楽屋で俺は三水とのシーンを思い返してみた。


―回想開始―


"恋と咳は隠せない"にて

「僕は三水酉、よろしくね」

 自らの名前を名乗った後、人当たりの良い笑顔で俺に右手を差し出してきた。俺がその手に触れようとした瞬間、酉の手は引っ込められ虚しくも俺の手だけが空を切った。
 何故に手を引っ込めるんだと自分の手から相手に視線を移すと、無があった。
 先程まで笑顔が張り付いた顔はなく、かわりにあったのは無表情



"恋する黒猫"にて

 次に入ってきたのはCHU-RINのウザい言葉。

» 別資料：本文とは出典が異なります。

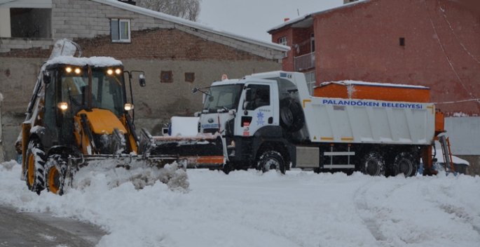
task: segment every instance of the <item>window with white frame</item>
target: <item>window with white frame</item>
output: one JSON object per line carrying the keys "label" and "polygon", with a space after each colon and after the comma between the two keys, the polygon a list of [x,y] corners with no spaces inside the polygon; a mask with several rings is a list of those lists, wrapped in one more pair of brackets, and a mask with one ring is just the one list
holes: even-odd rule
{"label": "window with white frame", "polygon": [[[278,44],[282,46],[287,46],[287,36],[278,39]],[[282,53],[282,58],[287,58],[287,52]]]}
{"label": "window with white frame", "polygon": [[305,80],[307,81],[307,88],[310,96],[313,96],[313,88],[315,87],[315,72],[305,73]]}
{"label": "window with white frame", "polygon": [[130,43],[130,20],[128,19],[111,19],[110,21],[110,34],[112,42]]}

相手に分かるよう眉を歪め、溜め息を吐いた瞬間左の爪先に激痛が走る。足元を見ると三水の右踵が俺の爪先を力強く踏みつけていた

「調子に乗るなよ新入り」般若顔)




"怯える黒猫"にて

「―った…!!」
 脳天に衝撃と共に鈍い痛みが走り、上体を起こした。
 じんじんと痛む頭部を擦り、重い瞼を開閉させ辺りを見回すと、ボトルを持った三水と目が合う



"怯える黒猫"にて

「……何勝手に入って来てるんだ」

 視線はパソコンに向けたまま俺に言い放つ三水。

「…や。………好奇心?」

 素直にCHU-RINは何処だとは言えず、意に反した言葉が出てきてしまった。俺の言葉が言い終わる前にキーボードを打つ音が止み、代わりに射抜くような怒気を含んだ視線が此方にとんできた。



"怯える黒猫"にて

なんとも怠けた会だ。そう思い溜め息を吐くと隣の人物(三水)から足を蹴られた



"貧弱な黒猫"にて

 三水の顔を見ると満面の営業スマイルで「その鬱陶しい前髪をどうにかしろと言ったよな?」と暗に語っていた。



―回想終了―





源吉、俺はいつか三水に殺されるかもしれない。